Sanitising the output

Even with a good RAG database the AI will still try to inject its own patterns. So you need explicit rules. No em dashes. No Oxford commas. No "it's worth noting" or "let's dive in" or "in conclusion". No hedging phrases. No generic openers. You build a voice profile that captures how the person actually writes and you enforce it.

For my own content I've got a voice profile that captures things like how I use "right" as a filler, how I connect ideas with "and" and "but" and "so", how I tend to be practical before philosophical, how I never use formal academic language. Every piece of content gets checked against that profile and anything that sounds like default AI gets rewritten.

Turning it into a workflow

Once you've got the corpus and the voice profile set up content generation becomes something you can genuinely automate. Not in a "press a button and get slop" way but in a way that actually provides value.

I can record myself talking about a topic for ten minutes, get it transcribed, feed it through the RAG system with my voice profile and get back a blog post that sounds like me because it's built from how I actually talk. The blog posts on this site were written exactly this way. Voice transcripts processed through a system that knows my patterns.

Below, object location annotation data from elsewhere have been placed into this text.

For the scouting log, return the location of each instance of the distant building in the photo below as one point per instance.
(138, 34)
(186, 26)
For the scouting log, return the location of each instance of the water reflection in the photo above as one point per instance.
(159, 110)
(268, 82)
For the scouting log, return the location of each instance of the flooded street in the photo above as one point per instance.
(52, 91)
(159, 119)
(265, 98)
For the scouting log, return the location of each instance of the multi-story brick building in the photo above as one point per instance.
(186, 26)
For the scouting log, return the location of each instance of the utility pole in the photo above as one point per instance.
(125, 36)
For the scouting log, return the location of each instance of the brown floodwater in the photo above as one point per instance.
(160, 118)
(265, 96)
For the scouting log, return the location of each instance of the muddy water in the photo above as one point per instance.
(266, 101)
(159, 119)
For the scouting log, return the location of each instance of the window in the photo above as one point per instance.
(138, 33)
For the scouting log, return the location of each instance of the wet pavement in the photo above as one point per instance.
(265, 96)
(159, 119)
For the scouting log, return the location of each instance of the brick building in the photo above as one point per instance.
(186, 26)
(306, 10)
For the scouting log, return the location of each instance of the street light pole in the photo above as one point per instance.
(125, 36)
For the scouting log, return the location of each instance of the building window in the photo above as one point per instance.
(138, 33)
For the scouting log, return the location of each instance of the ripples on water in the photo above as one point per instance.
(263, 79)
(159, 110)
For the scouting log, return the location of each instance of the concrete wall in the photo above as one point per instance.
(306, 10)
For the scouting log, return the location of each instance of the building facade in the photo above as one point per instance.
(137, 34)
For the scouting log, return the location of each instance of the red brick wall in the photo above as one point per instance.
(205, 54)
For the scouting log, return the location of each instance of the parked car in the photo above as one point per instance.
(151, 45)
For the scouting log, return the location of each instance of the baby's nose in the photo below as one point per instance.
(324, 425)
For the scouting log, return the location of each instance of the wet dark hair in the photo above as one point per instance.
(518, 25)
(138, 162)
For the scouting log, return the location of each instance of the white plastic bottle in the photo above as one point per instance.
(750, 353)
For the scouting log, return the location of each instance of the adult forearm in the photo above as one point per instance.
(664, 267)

You can hook this into n8n workflows or cron jobs that run on a schedule. Monitor your inbox for interesting topics, pull context from your knowledge base, generate a draft in your voice, queue it for review. Content stops being a chore and becomes a pipeline that runs in the background.

The key insight

The difference between AI slop and AI-assisted content is effort upfront. Building the corpus takes time. Creating the voice profile takes time. Setting up the sanitisation rules takes time. But once it's done you've got a system that can produce content indefinitely that actually sounds like you and actually says things worth reading.

Most people skip all of that and just prompt ChatGPT with no context and wonder why their content sounds generic. The AI is only as good as what you give it. Give it nothing and you get nothing. Give it your actual voice and your actual ideas and you get content that people can't tell apart from something you sat down and wrote yourself.

That's the goal right. Not replacing yourself. Scaling yourself.